If the information’s potency is high, consider how “counterfactually rare” this information is.
If the counterfactual rarity is low, then consider using “implementation-related responses”.
If the counterfactual rarity is high, then think further about how hazardous this information might be, and consider using “information-related responses”.
If the information in question isn’t related to advanced technologies or catastrophic risks, don’t worry.
We will now explain the terms and ideas in that heuristic in more detail.
The potency of some information depends on factors such as how many people the information may affect, how intensely each affected person would be affected, how long the effects would last, and so on. For example, the information that it’s possible to create a nuclear weapon is much more potent than information about what you had for breakfast. (As such, there’s no need to worry about the risks posed by information about what you had for breakfast—feel free to share that with whoever might care, and then get on with your day.)
Counterfactual rarity essentially refers to the number of people who are likely to have already developed or learned this information (or similar information), or to develop or learn this information soon anyway. This depends on factors such as how much specialised knowledge is required to arrive at the information, how counterintuitive the information is, the incentives for developing and sharing the information, and so on.

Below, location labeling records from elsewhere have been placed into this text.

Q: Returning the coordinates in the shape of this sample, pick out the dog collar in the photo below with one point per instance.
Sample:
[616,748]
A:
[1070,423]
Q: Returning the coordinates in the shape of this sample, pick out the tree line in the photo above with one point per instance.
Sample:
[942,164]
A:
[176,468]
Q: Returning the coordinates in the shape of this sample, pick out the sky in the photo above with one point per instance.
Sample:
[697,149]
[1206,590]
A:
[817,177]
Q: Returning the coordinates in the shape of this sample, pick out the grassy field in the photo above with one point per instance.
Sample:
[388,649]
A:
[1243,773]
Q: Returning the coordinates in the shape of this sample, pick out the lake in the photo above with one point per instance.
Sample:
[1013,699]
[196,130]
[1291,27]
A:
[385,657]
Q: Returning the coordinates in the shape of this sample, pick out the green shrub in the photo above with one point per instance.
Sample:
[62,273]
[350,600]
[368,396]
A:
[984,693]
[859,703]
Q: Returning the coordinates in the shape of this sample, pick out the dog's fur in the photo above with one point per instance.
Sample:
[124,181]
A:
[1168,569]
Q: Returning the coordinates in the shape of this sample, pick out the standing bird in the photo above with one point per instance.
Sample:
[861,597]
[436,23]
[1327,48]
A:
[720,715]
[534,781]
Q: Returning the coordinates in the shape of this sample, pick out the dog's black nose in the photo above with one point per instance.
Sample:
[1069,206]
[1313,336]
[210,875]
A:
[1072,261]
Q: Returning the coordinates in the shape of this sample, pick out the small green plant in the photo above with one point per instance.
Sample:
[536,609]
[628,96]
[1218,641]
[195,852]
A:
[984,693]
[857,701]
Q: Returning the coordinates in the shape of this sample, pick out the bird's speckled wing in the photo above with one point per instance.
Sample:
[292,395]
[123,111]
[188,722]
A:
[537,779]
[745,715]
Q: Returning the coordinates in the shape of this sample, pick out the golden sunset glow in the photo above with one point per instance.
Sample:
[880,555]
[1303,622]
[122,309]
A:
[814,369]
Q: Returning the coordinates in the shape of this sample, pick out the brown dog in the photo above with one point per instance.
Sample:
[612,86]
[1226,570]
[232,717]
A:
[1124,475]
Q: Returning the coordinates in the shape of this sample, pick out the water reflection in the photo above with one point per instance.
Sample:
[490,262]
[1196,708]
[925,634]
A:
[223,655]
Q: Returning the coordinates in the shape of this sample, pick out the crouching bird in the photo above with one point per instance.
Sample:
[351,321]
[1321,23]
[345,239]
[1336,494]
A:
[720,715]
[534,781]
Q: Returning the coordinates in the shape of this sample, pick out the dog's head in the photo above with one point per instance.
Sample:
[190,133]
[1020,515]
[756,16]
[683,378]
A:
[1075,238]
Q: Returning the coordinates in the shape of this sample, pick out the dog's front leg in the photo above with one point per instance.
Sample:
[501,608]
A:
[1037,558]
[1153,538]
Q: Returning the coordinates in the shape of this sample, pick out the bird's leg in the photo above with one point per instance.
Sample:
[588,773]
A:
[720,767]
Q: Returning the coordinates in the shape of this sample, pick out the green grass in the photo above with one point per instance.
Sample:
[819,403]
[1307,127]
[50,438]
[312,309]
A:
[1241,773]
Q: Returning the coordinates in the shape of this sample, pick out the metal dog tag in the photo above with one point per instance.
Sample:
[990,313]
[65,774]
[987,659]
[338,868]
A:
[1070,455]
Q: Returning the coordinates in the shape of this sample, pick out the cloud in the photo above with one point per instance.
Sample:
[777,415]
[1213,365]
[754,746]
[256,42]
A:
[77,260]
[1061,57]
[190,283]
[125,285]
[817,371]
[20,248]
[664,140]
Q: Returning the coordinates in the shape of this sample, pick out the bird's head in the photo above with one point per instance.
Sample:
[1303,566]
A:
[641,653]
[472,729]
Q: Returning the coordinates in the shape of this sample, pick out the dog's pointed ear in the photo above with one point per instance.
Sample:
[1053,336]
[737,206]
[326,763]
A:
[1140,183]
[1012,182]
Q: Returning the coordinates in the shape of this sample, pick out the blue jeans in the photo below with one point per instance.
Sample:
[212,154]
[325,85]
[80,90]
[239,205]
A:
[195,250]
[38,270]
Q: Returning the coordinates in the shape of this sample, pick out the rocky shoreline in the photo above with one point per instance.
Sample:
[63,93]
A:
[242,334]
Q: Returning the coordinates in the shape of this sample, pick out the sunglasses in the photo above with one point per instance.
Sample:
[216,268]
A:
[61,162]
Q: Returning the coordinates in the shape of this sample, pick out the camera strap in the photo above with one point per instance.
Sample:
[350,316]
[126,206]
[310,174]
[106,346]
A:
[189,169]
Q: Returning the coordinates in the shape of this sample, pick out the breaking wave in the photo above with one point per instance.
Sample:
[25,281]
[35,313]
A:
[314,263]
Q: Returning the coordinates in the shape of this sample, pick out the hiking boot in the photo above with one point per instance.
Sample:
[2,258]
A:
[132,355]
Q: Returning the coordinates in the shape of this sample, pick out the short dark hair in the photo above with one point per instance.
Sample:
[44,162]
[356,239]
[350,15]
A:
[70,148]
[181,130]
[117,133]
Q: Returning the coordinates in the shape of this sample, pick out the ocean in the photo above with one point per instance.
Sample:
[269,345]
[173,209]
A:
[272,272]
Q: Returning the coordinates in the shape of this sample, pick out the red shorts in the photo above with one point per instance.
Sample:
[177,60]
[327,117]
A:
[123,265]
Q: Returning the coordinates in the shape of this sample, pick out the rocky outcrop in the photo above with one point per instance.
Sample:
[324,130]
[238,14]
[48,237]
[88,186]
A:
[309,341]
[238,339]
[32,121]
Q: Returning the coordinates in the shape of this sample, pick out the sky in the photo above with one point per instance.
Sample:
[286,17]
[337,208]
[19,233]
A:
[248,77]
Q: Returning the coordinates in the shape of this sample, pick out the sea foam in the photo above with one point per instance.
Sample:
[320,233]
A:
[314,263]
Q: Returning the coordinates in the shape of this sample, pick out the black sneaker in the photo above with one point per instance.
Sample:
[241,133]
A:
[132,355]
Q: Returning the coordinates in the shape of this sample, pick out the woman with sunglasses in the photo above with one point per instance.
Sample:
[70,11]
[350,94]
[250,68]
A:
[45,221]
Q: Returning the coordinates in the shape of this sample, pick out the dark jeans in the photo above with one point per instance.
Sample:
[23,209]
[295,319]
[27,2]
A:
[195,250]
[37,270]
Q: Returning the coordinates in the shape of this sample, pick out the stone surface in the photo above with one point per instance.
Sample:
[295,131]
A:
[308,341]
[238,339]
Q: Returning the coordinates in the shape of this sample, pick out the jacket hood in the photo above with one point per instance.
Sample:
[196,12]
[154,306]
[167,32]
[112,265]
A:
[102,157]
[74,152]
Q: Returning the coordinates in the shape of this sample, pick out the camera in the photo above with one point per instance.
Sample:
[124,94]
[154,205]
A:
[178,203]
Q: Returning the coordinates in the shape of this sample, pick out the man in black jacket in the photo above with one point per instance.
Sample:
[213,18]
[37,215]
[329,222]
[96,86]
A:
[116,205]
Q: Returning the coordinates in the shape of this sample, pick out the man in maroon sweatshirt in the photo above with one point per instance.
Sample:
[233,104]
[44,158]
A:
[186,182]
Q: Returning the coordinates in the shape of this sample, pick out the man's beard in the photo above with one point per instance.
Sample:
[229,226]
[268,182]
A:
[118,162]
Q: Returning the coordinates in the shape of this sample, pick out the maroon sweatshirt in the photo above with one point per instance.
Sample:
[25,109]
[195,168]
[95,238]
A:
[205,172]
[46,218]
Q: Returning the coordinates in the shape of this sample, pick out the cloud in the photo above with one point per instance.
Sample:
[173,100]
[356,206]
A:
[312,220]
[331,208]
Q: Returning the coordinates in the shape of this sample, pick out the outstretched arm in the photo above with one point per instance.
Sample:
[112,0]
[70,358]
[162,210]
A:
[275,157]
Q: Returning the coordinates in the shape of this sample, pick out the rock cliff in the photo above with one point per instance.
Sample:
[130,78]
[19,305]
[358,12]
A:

Counterfactual rarity is important because, however potent some information is, the impact of you developing or sharing that information will depend on whether the information is already widely known, and whether it’s very likely to be discovered and publicised soon in any case. For example, the information that it’s possible to create a nuclear weapon is now very widely known, so, even though the information is very potent, it’s no longer worth worrying about it as an information hazard.
Instead, in such cases, we should focus on what we could call implementation-related responses. By this, we essentially mean any actions for reducing risks other than what we might call an “information-related response” (discussed below). Examples of implementation-related responses to the risks posed by nuclear weapons include trying to control access to nuclear materials and trying to establish norms against the creation of nuclear weapons. This seems more valuable (nowadays) than the information-related response of trying to hide the fact that nuclear weapons can be created. This is because the key bottlenecks to causing harm using nuclear weapons are now related to implementing the information, rather than to accessing the information in the first place.

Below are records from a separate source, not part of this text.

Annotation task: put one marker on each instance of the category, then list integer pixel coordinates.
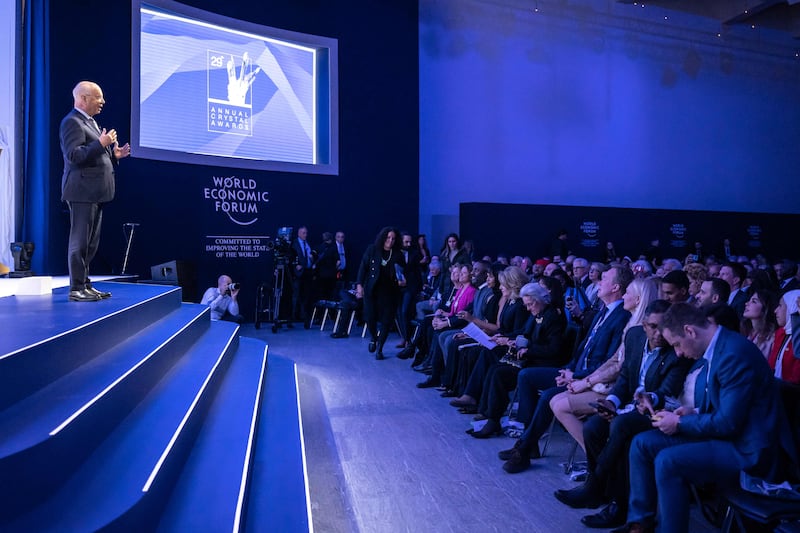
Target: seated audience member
(580, 273)
(430, 295)
(650, 365)
(484, 302)
(759, 323)
(762, 279)
(537, 386)
(675, 286)
(463, 294)
(537, 271)
(511, 320)
(527, 265)
(739, 424)
(697, 274)
(544, 332)
(788, 275)
(222, 300)
(488, 324)
(712, 291)
(735, 274)
(783, 359)
(642, 268)
(572, 405)
(550, 268)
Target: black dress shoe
(583, 497)
(407, 352)
(533, 453)
(100, 294)
(427, 384)
(610, 516)
(518, 462)
(83, 296)
(490, 429)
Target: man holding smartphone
(650, 365)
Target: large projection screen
(212, 90)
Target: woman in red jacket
(782, 358)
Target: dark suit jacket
(664, 377)
(545, 335)
(299, 257)
(370, 268)
(412, 273)
(604, 344)
(88, 166)
(743, 406)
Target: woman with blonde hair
(572, 406)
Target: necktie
(701, 387)
(583, 362)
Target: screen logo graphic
(230, 93)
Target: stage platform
(139, 413)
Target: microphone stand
(132, 226)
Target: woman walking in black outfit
(380, 277)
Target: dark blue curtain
(37, 135)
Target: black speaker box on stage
(181, 273)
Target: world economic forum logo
(230, 93)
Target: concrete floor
(385, 456)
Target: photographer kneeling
(222, 300)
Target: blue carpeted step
(278, 499)
(138, 462)
(211, 492)
(47, 435)
(78, 331)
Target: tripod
(279, 302)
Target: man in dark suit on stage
(90, 155)
(650, 364)
(739, 424)
(303, 276)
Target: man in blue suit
(90, 155)
(602, 340)
(738, 424)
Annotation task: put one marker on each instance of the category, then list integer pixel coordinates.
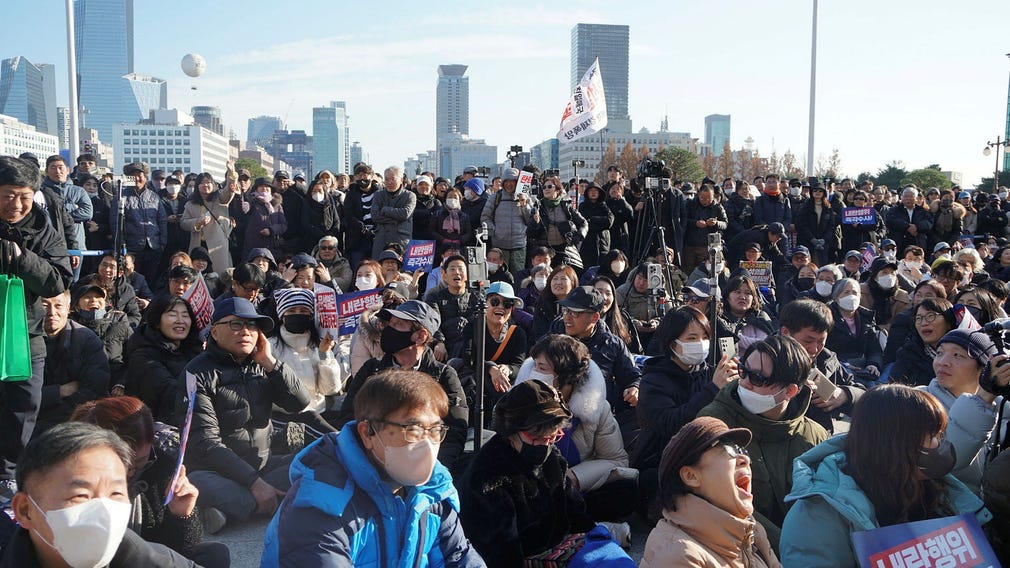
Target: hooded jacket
(340, 511)
(699, 534)
(828, 506)
(776, 444)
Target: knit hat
(978, 344)
(288, 298)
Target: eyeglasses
(495, 302)
(239, 324)
(755, 378)
(416, 433)
(543, 440)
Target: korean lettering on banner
(350, 306)
(760, 271)
(859, 215)
(327, 318)
(198, 296)
(938, 543)
(420, 255)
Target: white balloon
(194, 65)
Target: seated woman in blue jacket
(863, 480)
(375, 494)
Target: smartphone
(822, 385)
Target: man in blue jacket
(375, 494)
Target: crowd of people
(625, 371)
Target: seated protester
(913, 364)
(771, 399)
(532, 286)
(378, 478)
(365, 342)
(971, 403)
(505, 347)
(618, 320)
(881, 293)
(72, 479)
(707, 505)
(391, 263)
(854, 337)
(613, 265)
(119, 293)
(809, 322)
(77, 369)
(329, 258)
(593, 446)
(838, 487)
(903, 324)
(238, 381)
(455, 305)
(406, 341)
(158, 353)
(89, 309)
(149, 476)
(310, 358)
(675, 387)
(247, 282)
(517, 498)
(560, 284)
(498, 268)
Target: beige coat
(699, 534)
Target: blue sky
(922, 82)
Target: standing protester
(32, 250)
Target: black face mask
(937, 462)
(533, 456)
(298, 322)
(393, 341)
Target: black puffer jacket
(154, 367)
(230, 430)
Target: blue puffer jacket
(339, 512)
(829, 506)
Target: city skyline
(888, 87)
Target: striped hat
(288, 298)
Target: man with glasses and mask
(375, 481)
(237, 383)
(771, 399)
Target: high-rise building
(610, 43)
(329, 137)
(209, 117)
(27, 92)
(261, 130)
(717, 132)
(451, 105)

Some information will have high potency and high counterfactual rarity. This could include, for example, information about a new way to engineer a virus. These are the cases in which it’s worth thinking about how hazardous the information might be.
Additionally, in such cases, you should probably consider using information-related responses. By this we mean actions intended to prevent the development or (further) spread of potentially hazardous information, or to influence how the information is developed or (further) spread. For example, you might avoid conducting a line of research that could reveal a new way to engineer a virus, or push for research of that type to require review before it’s conducted, or discourage discussion of such research outside of academic publications. (Note that our purpose here is to illustrate these ideas, rather than to recommend specific actions in response to specific, actual situations.)[5]

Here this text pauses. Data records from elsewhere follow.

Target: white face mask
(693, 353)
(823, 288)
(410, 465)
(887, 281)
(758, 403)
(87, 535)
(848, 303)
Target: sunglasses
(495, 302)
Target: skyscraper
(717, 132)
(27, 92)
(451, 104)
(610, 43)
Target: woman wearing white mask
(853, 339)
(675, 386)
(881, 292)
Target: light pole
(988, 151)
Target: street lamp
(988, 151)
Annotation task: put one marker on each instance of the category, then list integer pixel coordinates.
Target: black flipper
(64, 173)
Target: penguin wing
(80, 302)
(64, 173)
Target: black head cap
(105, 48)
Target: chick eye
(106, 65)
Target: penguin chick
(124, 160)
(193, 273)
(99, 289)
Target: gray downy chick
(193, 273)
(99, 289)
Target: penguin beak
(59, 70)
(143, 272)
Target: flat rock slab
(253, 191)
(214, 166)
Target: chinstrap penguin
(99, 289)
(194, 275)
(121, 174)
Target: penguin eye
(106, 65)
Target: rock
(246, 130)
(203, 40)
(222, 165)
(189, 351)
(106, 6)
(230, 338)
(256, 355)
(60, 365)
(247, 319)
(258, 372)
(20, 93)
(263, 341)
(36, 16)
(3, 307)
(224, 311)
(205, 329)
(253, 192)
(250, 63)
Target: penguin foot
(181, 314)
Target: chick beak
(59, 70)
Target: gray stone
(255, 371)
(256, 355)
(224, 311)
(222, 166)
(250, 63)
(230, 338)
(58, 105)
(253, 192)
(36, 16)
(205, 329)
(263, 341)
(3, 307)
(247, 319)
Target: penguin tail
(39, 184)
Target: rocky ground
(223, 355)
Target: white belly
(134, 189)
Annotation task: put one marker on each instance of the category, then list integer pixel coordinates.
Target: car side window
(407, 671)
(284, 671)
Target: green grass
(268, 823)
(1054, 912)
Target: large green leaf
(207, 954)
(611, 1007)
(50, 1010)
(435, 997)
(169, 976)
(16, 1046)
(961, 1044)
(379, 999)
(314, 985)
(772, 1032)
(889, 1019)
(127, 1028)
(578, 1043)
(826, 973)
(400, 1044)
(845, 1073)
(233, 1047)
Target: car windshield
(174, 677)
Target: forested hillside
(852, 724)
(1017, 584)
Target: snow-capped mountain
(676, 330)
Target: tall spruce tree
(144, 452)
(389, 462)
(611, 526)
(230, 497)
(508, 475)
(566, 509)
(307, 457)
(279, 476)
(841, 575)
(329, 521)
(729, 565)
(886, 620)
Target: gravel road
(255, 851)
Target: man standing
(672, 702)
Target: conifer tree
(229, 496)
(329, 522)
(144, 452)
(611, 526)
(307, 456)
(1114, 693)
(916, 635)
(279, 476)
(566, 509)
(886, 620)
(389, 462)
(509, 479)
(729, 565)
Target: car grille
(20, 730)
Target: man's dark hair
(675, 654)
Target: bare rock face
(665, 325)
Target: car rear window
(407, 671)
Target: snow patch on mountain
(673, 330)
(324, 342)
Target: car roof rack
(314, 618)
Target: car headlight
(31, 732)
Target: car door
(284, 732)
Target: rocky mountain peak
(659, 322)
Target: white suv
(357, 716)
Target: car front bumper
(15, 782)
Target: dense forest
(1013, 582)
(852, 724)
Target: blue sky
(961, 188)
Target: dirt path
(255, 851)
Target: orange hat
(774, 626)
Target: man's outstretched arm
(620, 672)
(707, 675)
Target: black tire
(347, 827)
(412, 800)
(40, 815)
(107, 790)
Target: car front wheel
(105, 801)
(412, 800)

The following diagram visually represents our heuristic:
Note that both this heuristic and the response options we discuss below are intended for use at an individual level, to reduce information hazards from one’s own actions. We think that many of the same ideas would apply at an organisational level, or if trying to analyse and reduce the information hazards other people’s actions might cause, but that some modifications would have to be made.[6]
For information with good consequences
Although it’s not our focus, we should also quickly note that essentially the mirror image of this heuristic process can be followed in relation to information you suspect may have good consequences.
First, consider whether the information is highly potent. If it isn’t (e.g., if the information is about how many marbles there are in a jar), then don’t bother further assessing the potential impacts of this information.
If the information is highly potent, then consider whether it’s counterfactually rare. If it’s not counterfactually rare, consider using implementation-related responses. For example, the information that washing one’s hands is a good idea is highly potent, but is now very widely known. As such, in many communities, trying to spread the information further may have relatively little value. However, helping people use the information (e.g., by providing access to clean water) may have high value.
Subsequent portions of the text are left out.